Have you ever noticed that a lot of post-apocalyptic themed films, videogames, books, and other entertainment media splice American Western elements in? Not only that, but have you noticed that these splices make a lot of thematic sense? The mix of Western-style clothing, weaponry, and storytelling with the desperation, desolation, and rebirth of society in the Post-Apocalypse is a prevailing trope in post-apocalyptic fiction, particularly in videogames, and for good reason.
It’s really quite simple: the contexts of the wild-west and the post-apocalypse have a great deal in common. The post-apocalypse reintroduces the frontier to society, except instead of the lawless, undeveloped, untamed frontier of the Wild West, we find the frontier of the post-apocalyptic or nuclear wasteland. Equally anarchic, the wasteland is a frontier reborn from the familiar, redefining cities as undiscovered ruins, highways as untamed, littered paths, and power as violence. Emptiness in landscape and the necessity of the threat and execution of violence to keep order (or to obtain power) are particularly central to this crossover. Bandits occupy both spaces equally, and the environment as well as the creatures that inhabit it are an equal threat. Neat huh?
Films like Mad Max and books like The Road and A Boy and his Dog illustrate similarities in how their (wild-western and post-apocalyptic) stories are told, in the clothes characters wear, and in the actions of those characters. A grey area of morality is often highlighted as everyone looks out for themselves and everyone does what they must to survive in the hostile environment. The greater good is often challenged by the characters’ desires, and whether actions are taken to benefit all or just the protagonist’s will (sometimes both), violence is always a culmination or solution.
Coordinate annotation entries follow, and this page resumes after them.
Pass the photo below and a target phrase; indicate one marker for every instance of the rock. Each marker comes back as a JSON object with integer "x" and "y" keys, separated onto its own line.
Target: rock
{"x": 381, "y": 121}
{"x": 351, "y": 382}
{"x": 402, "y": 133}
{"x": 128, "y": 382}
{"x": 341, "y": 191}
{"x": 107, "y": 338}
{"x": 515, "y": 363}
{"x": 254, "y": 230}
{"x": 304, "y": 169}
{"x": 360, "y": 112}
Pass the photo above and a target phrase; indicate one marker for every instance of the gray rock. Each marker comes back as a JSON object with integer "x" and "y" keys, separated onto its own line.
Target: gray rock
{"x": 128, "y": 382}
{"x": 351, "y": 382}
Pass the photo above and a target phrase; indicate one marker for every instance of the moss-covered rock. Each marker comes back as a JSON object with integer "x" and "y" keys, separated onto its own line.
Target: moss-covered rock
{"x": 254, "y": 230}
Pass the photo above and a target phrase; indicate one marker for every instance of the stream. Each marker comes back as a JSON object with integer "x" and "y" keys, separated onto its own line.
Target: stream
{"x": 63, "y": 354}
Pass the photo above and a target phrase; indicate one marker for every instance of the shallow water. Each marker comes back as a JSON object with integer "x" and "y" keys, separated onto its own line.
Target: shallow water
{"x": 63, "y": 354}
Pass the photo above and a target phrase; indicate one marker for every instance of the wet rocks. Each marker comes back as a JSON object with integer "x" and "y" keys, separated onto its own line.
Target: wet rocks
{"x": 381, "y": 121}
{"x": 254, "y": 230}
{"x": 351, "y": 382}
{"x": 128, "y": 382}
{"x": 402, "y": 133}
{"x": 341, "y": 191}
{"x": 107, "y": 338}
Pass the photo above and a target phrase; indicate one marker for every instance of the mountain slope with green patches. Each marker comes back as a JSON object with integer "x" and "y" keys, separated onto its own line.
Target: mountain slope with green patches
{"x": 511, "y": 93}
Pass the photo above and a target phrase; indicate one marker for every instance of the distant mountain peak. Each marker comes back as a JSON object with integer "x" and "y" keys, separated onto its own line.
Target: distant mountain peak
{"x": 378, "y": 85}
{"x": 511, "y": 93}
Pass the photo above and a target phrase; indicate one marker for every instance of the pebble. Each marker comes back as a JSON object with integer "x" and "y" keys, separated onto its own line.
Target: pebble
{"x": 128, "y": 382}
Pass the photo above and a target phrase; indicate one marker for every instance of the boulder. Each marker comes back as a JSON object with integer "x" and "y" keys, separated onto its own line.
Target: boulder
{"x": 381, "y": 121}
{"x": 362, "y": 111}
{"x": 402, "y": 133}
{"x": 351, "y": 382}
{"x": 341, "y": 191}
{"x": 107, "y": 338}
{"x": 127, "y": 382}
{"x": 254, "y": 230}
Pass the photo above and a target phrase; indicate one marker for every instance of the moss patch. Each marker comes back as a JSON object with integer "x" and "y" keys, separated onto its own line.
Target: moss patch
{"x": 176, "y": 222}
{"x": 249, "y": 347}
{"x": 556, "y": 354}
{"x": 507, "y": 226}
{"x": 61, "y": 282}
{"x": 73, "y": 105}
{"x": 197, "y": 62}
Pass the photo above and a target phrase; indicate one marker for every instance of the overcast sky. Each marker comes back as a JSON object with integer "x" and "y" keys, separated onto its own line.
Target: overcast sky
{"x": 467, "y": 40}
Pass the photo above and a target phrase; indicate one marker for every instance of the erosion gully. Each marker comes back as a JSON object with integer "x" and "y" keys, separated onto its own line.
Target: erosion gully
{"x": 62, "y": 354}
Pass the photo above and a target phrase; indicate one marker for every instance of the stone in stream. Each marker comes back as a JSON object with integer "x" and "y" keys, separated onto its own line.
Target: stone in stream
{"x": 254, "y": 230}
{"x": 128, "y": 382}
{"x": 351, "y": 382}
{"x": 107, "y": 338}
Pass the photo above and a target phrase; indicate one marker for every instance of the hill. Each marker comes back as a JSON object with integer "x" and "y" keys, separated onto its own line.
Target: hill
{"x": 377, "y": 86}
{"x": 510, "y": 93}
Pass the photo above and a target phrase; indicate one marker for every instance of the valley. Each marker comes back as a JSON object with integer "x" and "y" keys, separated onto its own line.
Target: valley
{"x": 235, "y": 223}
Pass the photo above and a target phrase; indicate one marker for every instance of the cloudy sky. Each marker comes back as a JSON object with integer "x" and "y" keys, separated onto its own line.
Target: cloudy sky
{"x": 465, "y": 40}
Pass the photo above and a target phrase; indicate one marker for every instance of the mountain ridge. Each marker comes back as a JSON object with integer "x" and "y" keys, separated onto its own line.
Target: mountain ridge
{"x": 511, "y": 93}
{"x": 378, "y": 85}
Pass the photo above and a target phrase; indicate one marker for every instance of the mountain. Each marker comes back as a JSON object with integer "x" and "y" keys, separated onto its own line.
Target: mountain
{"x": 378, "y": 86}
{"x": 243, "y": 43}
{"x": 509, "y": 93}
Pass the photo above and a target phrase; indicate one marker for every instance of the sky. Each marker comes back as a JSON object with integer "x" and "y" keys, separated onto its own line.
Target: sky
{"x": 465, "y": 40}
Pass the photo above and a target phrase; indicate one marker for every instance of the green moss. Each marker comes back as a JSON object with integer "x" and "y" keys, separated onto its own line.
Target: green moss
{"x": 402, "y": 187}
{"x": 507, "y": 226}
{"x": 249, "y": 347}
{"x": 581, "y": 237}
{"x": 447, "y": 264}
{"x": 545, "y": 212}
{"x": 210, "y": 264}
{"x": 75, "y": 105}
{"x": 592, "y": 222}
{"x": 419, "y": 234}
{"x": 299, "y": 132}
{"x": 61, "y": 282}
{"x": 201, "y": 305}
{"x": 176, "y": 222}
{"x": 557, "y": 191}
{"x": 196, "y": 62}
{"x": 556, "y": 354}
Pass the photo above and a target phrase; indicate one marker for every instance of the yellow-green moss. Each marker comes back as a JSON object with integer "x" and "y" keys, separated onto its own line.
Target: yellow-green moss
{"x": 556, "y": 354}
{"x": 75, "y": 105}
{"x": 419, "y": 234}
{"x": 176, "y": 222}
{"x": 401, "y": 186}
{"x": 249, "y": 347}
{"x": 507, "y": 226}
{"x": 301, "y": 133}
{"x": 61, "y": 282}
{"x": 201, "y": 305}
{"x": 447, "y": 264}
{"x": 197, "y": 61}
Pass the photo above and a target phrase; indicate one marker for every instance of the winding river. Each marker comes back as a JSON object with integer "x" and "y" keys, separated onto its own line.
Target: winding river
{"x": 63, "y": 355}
Lets check out some games that suggest this trend:
Fallout: New Vegas (Bethesda)
Just look at the cover above. There's a figure in a duster carrying a revolver. The game already lets you know it has some heavy Western influences. Talk about a merger, even the locale (regardless of its post-nuclear status) just rings wild-west. A prison break and a countryside overrun by escaped inmates directly opposed to the law? Check. A town taken over by outlaws and in desperate need of a new sheriff, a perceived as penultimate authority by its ability to use violence? Check. A local populace that would rather keep to their own way of keeping law—through threat of violence—than surrender autonomy to a foreign power (think local ranchers and towns against corporate interests like railroads and monopolies)? Check again! Heck, even the character you create and grow can be customized to be more effective with wild-west themed weapons like hatchets, dynamite, revolvers, and lever-action shotguns and rifles! Add in the ability to make “evil” and “good” choices in a world of grey—everything you do affects someone—and the wild-west is incarnate within the nuclear fallout. Cowboy hats and leather trenchcoats are included.
Rage (id Software)
A less direct reference, Rage tips its proverbial cowboy hat to the wild-west in the form of artistic design and basic themes. One of the main establishments has a sheriff in garb that, though certainly ad-hoc as post-apocalyptic dress goes, is more akin to the wild-west than science fiction. The mayor wears a top-hat and a blazer. Bandits claim territory and terrorize anyone and everyone. Wild creatures will eat you (mutants replace mountain lions). One of the weapons you receive is a revolver rather than a modern or science-fiction pistol. A bow and arrow? How about a crossbow! Okay, that’s a stretch, but Rage feels pretty Western, anyway.
Wasteland and Wasteland 2
Here we have another post-apocalyptic setting in Las Vegas. The original Wasteland’s protagonists were Desert Rangers and conducted themselves quite like a posse of sheriffs. The title “Desert Ranger” itself alludes to the wild-west tropes of the desert and the ranger: a lone gunman with a chip on his/her shoulder attuned to the wild landscape. The sequel is practically a retelling of the same story, in the same setting.
The Last of Us
This title feels like a western in many senses, particularly those I've already covered, but the soundtrack itself—minimalistic, focused on spacious percussion, synth drones, and acoustic guitar—helps give the game a very western feel to it. Check out a previous post for the review of the soundtrack.
Are there any other examples that you can come up with?